Holtz-Eakin said that while different theories abound, economists have yet to satisfactorily explain business cycles, predict the duration of recessions or explain why some nations’ economies grow while others do not. “It’s complicated by the fact that we don’t live in a textbook world and that, in fact, the government’s capacity to do stuff is not infinitely wide.”

Obama favors a mix of new short-term deficit spending on tax breaks and jobs programs, including ones for roads, bridges and other infrastructure, to keep the economy from falling into a recession, combined with longer-term steps to trim ballooning deficits.

The need for infrastructure jobs is one of the few areas where there’s anything approaching consensus. The concept has won the support not only of Obama, but such rival groups as the U.S. Chamber of Commerce and the AFL-CIO. The differences come in how to pay for it.

The administration is running out of ammunition to invigorate the economy before the November 2012 presidential election, especially with a Congress that seems geared to block any Obama measures that increase government spending.
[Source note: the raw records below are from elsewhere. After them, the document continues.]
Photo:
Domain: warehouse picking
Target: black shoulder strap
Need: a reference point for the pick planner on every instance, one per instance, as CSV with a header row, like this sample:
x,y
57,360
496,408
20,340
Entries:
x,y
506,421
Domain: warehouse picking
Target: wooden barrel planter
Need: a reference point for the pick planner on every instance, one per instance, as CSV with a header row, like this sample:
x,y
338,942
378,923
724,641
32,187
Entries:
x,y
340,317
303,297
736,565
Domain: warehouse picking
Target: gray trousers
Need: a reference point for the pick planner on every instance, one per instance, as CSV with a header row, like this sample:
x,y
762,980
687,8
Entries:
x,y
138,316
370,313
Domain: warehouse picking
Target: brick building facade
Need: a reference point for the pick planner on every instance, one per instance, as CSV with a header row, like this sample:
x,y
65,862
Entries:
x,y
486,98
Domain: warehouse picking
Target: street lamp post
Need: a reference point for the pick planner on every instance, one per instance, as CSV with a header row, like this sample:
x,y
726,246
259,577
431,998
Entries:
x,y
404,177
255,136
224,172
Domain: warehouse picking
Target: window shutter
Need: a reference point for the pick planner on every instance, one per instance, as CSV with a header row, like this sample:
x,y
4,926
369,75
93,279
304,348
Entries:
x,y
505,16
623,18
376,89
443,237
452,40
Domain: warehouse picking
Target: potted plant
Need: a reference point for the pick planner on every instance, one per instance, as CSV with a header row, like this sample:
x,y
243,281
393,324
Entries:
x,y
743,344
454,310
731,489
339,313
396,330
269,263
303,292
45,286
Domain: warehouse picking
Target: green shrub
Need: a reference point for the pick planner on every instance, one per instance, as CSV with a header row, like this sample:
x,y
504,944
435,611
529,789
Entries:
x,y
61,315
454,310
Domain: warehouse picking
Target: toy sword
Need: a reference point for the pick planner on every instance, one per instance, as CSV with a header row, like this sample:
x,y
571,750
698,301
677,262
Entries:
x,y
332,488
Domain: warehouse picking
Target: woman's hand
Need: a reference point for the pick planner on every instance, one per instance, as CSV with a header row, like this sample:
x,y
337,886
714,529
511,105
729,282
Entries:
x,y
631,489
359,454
The Federal Reserve also has few options left, having kept interest rates at near zero for more than two years.

Republicans, who now control the House, overwhelmingly oppose further stimulus measures and are emphasizing deep spending cuts and eliminating regulations they claim discourage business expansion and job creation.

On Obama’s left, liberal Democrats are clamoring for even more anti-recessionary spending than he has supported, saying measures enacted thus far have fallen short, given the magnitude of the downturn.

Citing unexpected weaknesses in the economy, White House forecasters a few days ago said unemployment would persist around 9 percent well into the 2012 election season, revising their contention as recently as June that it would drop to about 8.3 percent next year.

Getting back to pre-recession jobless rates of below 5 percent — last seen in 2007 — might be a thing of the past.

“I think we’ll get down to 5.5 to 6 percent unemployment and that will be the ‘new normal,'” said economist Mark Zandi of Moody’s Analytics.

But Zandi said it also “depends on policymakers getting it roughly right.”

It’s the getting it right part that’s such a tall order.